This loop iterates through the small few-shot dataset for a specified number of epochs, calculating the loss and updating only the LoRA weights (matrices A and B).

6. Evaluating the Adapted Model

After training, we evaluate the performance of the model with the trained LoRA adapters on the held-out evaluation set.

from sklearn.metrics import accuracy_score

def evaluate(model, dataloader, device):
    model.eval() # Set model to evaluation mode
    all_preds = []
    all_labels = []
    total_eval_loss = 0
    progress_bar = tqdm(dataloader, desc="Evaluating", leave=False)

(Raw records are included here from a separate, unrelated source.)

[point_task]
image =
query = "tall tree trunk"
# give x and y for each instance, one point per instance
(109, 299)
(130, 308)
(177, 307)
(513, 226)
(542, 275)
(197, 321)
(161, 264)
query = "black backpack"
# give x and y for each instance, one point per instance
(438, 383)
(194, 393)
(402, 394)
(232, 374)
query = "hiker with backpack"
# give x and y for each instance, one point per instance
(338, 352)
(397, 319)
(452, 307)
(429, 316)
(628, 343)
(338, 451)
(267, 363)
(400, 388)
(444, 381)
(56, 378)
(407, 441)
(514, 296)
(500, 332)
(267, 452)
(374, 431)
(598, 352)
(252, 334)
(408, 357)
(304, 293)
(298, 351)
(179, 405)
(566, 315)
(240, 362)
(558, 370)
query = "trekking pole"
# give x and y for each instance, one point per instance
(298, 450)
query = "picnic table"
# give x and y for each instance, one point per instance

    with torch.no_grad(): # Disable gradient calculations
        for batch in progress_bar:
            batch = {k: v.to(device) for k, v in batch.items()}
            outputs = model(input_ids=batch['input_ids'],
                            attention_mask=batch['attention_mask'],
                            labels=batch['label'])

            loss = outputs.loss
            total_eval_loss += loss.item()

            logits = outputs.logits
            predictions = torch.argmax(logits, dim=-1)

            all_preds.extend(predictions.cpu().numpy())
            all_labels.extend(batch['label'].cpu().numpy())

    avg_eval_loss = total_eval_loss / len(dataloader)
    accuracy = accuracy_score(all_labels, all_preds)
    print(f"Evaluation Loss: {avg_eval_loss:.4f}")
    print(f"Evaluation Accuracy: {accuracy:.4f}")
    return accuracy, avg_eval_loss

# Perform final evaluation
print("\nPerforming final evaluation...")
evaluate(lora_model, eval_dataloader, device)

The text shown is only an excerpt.